Numa democracia como a brasileira, extrapolar os limites de um dos três Poderes constituídos pode ser algo delicado ou mesmo irresponsável, dependendo do caso. Falando especificamente do Supremo Tribunal Federal, há momentos em que tensões são criadas junto ao Executivo ou ao Legislativo, mas muitas vezes são episódios decorrentes de análises incômodas, mas técnicas.
Nesta semana, porém, vimos a temperatura crescer por conta do despacho do ministro Alexandre de Moraes com o intuito de bloquear contas de bolsonaristas empedernidos, sob alegação de “interromper discursos criminosos de ódio”. Houve um primeiro bloqueio de contas que atingiu apenas a audiência brasileira. As contas, no entanto, continuaram a ser acessadas por pessoas que tivessem seu registro de IP fora do país.
Moraes, então, determinou que sua decisão fosse cumprida em âmbito internacional. Ou seja, que as contas bloqueadas sejam proibidas para qualquer usuário também fora do Brasil. E ontem o Facebook acatou a determinação do ministro e apagou o acesso aos blogueiros, digamos, radicais de direita.
O chamado discurso de ódio destes perfis têm, muitas vezes, o STF e o próprio ministro como alvos. Estes blogueiros não têm exatamente um comportamento civilizado e, em inúmeras situações, utilizam o expediente de fake news para municiar os ataques. Entende-se a raiva do ministro Moraes como cidadão. Mas ele é um magistrado da mais alta corte brasileira e, como tal, não pode agir emocionalmente ou usar um caso pessoal para servir de base para decisões da Corte.
O pior de tudo, nessa situação, é que eficácia deste tipo de medida é questionável.
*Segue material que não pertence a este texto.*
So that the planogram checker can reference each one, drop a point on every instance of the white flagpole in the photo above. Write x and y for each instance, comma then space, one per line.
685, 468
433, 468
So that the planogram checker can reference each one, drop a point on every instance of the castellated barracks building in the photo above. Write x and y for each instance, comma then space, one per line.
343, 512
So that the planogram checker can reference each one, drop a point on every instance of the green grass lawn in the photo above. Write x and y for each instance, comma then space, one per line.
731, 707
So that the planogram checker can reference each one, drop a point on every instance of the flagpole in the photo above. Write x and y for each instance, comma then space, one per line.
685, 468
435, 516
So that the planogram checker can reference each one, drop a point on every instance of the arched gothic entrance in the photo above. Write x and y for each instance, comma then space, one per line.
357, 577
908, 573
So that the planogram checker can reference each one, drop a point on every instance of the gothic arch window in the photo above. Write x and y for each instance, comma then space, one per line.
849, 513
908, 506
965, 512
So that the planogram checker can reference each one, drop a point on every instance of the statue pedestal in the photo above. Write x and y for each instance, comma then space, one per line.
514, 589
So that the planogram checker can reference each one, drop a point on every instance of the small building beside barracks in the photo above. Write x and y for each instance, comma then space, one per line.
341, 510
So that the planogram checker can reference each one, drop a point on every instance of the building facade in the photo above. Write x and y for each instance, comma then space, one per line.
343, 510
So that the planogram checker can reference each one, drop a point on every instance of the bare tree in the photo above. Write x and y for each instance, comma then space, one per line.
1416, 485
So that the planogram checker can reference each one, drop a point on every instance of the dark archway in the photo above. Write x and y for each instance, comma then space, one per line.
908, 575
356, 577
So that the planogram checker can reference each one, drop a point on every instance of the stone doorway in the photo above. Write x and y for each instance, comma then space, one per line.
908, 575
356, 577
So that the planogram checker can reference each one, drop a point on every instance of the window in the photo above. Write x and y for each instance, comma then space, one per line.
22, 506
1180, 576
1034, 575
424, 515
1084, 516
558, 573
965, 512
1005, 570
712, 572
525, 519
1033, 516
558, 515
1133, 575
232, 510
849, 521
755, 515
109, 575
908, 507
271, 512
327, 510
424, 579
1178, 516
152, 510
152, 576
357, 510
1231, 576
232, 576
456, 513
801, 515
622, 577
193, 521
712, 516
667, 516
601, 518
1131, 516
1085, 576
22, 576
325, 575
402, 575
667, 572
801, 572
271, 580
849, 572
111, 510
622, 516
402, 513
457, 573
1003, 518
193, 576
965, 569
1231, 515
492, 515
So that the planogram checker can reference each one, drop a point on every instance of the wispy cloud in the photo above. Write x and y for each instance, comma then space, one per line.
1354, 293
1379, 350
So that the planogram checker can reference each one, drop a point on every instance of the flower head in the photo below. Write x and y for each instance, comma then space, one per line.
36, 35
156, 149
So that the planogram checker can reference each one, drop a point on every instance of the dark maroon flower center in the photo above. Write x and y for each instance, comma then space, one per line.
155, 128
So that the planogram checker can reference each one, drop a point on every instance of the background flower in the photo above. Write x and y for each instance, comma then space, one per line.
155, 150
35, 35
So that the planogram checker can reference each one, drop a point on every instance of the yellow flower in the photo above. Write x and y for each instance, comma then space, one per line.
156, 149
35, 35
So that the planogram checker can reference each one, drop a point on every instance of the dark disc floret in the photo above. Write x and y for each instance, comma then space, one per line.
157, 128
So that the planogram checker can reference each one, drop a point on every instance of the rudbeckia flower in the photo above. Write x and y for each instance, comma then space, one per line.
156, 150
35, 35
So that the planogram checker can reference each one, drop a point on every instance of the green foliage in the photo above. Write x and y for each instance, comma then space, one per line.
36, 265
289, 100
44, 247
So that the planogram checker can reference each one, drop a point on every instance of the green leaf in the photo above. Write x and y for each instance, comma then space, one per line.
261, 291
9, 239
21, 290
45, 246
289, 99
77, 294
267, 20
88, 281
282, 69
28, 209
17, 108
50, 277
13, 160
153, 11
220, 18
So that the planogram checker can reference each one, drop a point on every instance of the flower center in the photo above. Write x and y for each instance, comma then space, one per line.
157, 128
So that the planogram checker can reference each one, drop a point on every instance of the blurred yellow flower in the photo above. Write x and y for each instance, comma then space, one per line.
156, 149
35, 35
Em primeiro lugar, cria-se uma celeuma danada em torno da decisão: é censura ou não? Uma parcela considerável de pessoas acredita que Moraes agiu contra a liberdade de expressão, mesmo sem concordar com o teor e o conteúdo das postagens bloqueadas pelo STF. Somente isso já trabalha contra a decisão de Moraes, mas o problema não termina aqui.
A questão mais importante não está nas ofensas destes radicais. Basicamente, eles pregam para os convertidos e têm audiência garantida apenas entre aqueles que já concordam de antemão com o que for publicado. O grande problema, assim, não está no conteúdo propriamente dito e sim no uso de robôs para propagar as mensagens rancorosas ou até mentirosas que partem dessas contas de redes sociais.
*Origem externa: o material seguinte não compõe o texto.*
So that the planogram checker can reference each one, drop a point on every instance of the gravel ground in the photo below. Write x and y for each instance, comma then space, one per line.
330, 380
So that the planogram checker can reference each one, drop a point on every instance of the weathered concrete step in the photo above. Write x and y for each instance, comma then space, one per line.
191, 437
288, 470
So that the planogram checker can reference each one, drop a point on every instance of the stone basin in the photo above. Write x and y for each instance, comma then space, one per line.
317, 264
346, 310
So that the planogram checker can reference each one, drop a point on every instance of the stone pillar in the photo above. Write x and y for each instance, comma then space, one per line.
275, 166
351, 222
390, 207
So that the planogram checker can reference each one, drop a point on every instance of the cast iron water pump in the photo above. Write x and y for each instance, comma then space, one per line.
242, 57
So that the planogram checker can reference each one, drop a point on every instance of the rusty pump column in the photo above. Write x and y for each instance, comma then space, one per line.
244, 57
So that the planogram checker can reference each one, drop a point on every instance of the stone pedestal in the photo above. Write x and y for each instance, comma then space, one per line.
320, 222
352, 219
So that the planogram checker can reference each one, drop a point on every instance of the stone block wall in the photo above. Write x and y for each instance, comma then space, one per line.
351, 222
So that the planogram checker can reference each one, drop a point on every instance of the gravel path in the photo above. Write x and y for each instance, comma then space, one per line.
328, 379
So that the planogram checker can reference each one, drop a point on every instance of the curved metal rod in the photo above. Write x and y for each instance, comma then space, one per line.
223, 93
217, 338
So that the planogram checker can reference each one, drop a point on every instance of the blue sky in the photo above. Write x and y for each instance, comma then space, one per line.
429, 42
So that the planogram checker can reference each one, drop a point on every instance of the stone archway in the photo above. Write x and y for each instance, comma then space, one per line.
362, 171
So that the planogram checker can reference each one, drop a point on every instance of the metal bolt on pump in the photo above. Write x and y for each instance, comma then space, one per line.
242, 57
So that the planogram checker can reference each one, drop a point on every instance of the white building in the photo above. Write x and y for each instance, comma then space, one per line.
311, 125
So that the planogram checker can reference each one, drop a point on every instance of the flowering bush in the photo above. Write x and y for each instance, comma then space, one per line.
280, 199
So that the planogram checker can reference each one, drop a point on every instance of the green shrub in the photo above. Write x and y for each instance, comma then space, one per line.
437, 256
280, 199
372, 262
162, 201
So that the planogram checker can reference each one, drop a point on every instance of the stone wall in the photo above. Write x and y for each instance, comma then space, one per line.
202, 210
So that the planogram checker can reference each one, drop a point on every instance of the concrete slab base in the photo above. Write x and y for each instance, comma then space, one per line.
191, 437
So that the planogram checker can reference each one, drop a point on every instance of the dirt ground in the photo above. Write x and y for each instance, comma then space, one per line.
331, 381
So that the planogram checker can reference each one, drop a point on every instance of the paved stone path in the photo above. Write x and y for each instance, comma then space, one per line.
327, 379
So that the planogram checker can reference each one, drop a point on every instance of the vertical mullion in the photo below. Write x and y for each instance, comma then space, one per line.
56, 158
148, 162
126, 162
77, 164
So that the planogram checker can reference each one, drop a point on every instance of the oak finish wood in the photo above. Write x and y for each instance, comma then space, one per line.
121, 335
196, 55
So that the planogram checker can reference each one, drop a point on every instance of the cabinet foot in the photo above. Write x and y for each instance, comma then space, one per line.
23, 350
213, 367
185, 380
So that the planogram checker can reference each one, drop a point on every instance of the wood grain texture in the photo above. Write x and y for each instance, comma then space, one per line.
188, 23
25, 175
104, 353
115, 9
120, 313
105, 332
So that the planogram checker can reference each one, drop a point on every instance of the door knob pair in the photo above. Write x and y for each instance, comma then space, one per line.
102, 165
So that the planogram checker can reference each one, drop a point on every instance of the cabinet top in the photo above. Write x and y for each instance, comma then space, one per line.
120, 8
Assim sendo, não faz mais sentido proibir o uso de robôs em vez de atirar contra aqueles que falam mal do Poder Judiciário? Em tese, qualquer perfil zé-mané pode servir de pontapé inicial para a demolição de reputações ou propagação de fake news. Basta sua mensagem ser replicada à exaustão. Portanto, é preciso atacar alguém, que seja o grupo de pessoas que coordena os bots que multiplicam o tal discurso do ódio.
Combater diretamente quem fala mal do STF tem um efeito pernicioso: o de causar autocensura naqueles que pensam em criticar atitudes do Supremo, em especial as do ministro Moraes. “Muitas análises políticas de nossa época consistem quase que de frases pré-fabricadas e unidas como se fossem um brinquedo de montar. É o resultado inevitável de autocensura. Para escrever em termos simples e vigorosos, deve-se pensar sem medo e aqueles que pensam livremente não podem ser politicamente ortodoxos”. Quem escreveu essas linhas? George Orwell, o criador de 1984, obra que fala sobre uma sociedade totalitária e vigiada por uma autoridade onipresente, o Big Brother.
Imiscuir a autocensura em uma sociedade, mesmo que sutilmente, é indesejável. Ao lado da livre concorrência, a crítica, por mais injusta que seja, é a única forma de remover a mediocridade que nos assola. É aquela “wake up call” que nos aprimora e nos mantem atentos para não dar munição aos desafetos. É a tal história: proibiram as contas dos bolsonaristas, mas como não sou radical ou de extrema direita, não fiz nada… Quem garante que o próximo alvo do STF ou do ministro Alexandre de Moraes não será você ou sua corrente política?